Cool for cats

Cat man: Writer Charles Bukowski with one of his feline companions

On Cats By Charles Bukowski 118 Pages Available At National Book Store

In life, you’ve got your cat people and you’ve got your dog people. Poet Charles Bukowski was a cat person, and he and his wife would take in up to nine stray cats at a time when he was living and writing. Cats calmed him down, he said; helped him study life and behavior. They were fighters and survivors, and maybe that’s why they were his soul companions.

Bukowski’s cats make frequent appearances in his poems and fiction, and so we have a collection of his feline musings called On Cats, edited by Abel Debritto. It’s a slim little volume, peppered with photos of Bukowski’s cats from his archives (with names like Ting, Ding, Beeker, Bhau, Feather and Beauty). It follows a couple other Bukowski volumes put out by Harper Collins in a similar whimsical vein — one on love, one on erections.

Yes, there are cat people, and there are those who prefer the Beatles to the Stones, or Elvis over Sinatra. Bukowski didn’t understand dogs, but would rhapsodize over cats, their eerie calm and eternal nature (“all black, the perfect animal, each movement slides through space without friction, he’s the leopard, those yellow eyes look at you and say: kill or be killed. He is centuries old…”). They represented complete chill to this writer who had his human demons, left and right.

Bukowski reminds you a bit of Elliot Gould’s Philip Marlowe in The Big Sleep, the Robert Altman version that was a perfect snapshot of ‘70s California inherited from the turbulent ‘60s: a post-hungover, washed-out shrug, with private eye Gould being awoken from a 4 a.m. nap by a hungry housecat, forced to go out to an all-night supermarket for cat food. He does it, and the cat still acts finicky. Bukowski would understand that kind of attachment to felines.

So why are cats important? And why do they feed his writing?

The writer puts it best prosaically: “Animals are inspirational. They don’t know how to lie. They are natural forces. TV can make me ill in five minutes, but I can look at animals for hours and find nothing but grace and glory, life as it should be.”

Bearing in mind that cats played only a fleeting role in Bukowski’s prolific writing before his death in 1994, they still tend to fuel a lot of his philosophy. In these bits and pieces, culled from published and unpublished material, the cats are like character actors who keep turning up — barfly Norm on Cheers, the nosy neighbor in Bewitched.

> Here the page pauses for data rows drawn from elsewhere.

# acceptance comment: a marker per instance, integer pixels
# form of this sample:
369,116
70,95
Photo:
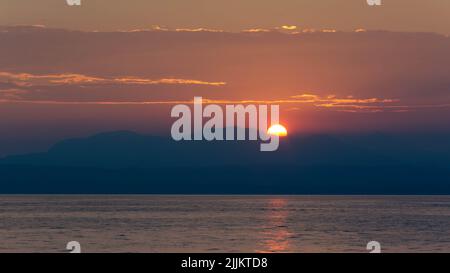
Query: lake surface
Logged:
224,223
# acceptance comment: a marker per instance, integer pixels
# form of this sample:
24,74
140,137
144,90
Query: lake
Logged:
159,224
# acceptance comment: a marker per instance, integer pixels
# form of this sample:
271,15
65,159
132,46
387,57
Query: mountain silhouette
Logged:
127,162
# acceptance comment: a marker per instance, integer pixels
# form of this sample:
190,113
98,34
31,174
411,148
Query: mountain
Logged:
127,162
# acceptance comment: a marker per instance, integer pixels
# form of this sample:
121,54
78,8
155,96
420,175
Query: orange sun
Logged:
277,130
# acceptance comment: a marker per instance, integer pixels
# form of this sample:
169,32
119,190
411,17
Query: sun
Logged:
277,130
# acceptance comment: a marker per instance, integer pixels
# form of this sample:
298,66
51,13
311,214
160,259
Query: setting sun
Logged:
277,130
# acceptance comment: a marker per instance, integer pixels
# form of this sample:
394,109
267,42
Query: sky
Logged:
230,15
333,66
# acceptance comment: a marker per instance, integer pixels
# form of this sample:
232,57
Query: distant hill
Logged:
127,162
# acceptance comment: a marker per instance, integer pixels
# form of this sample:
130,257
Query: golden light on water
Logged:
277,130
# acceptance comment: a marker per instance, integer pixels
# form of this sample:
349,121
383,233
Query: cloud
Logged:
28,80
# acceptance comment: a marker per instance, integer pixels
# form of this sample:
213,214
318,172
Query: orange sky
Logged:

They start taking on personalities, and Bukowski draws out their habits and predilections (though not to the baroque extent that T.S. Eliot or Andrew Lloyd Webber did).

Though cats are mostly cool, they also represent something primal and dark for Bukowski. His cats liked to scrape, and often had scratched-up eyes, maimed tails or cauliflower ears from fighting. He spends pages ruminating over a cat (Ting) that survived being shot, run over and having its tail cut off: somehow this tenacity matters to the poet even more than Shakespeare. (When asked by an interviewer if he was influenced by French writer Celine, Bukowski held up his wretched cat by the scruff and said, “No, by what happens, by things like this! By this!”)

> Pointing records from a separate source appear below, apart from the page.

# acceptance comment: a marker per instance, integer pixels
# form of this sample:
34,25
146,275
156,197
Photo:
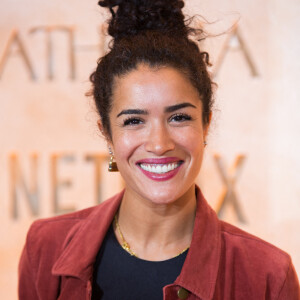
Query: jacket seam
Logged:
33,274
285,279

Bukowski was a Beat-influenced writer, so maybe that old Beatnik term (“Cat”) also plays a part. He jabs at his words, his loose-limbed impressions, like a cat distractedly flicking its paw at a mouse. And from the well of the feline’s centuries-old serenity, he occasionally draws fresh nectar.

This is a book for pet lovers, though they may get hung up on Bukowski’s frequent musings on rough cat sex, his various cats’ balls, and the condition of their many injuries, which is probably a precondition for taking them in: the poet looks at his stray animals as fighters, much as he sees himself at times, taking on a drunk or bully (think of Mickey Rourke’s rummy performance as Bukowski in Barfly, led from one bar fight to the next by his peculiar code of honor). For the poet, cats are mirrors of humanity, and in his odd vision, cats come out much better in the measure of things. Not only that, but he thinks they’ve got the eternity thing figured out. Noting that ancient Egyptians were buried with their cats (never their dogs), he calculates how much a cat owner’s life is extended:

Having a bunch of cats around is good. If you’re feeling bad, you just look at the cats, you’ll feel better, because they know that everything is, just as it is. There’s nothing to get excited about. They just know. They’re saviors. The more cats you have, the longer you’ll live. If you have a hundred cats, you’ll live ten times longer than if you have ten. Someday this will be discovered, and people will have a thousand cats and live forever.

Is any of this cat worship quantifiable? Can Bukowski back up his claims? Doesn’t matter. Some people are just cat people. There is no explaining these things.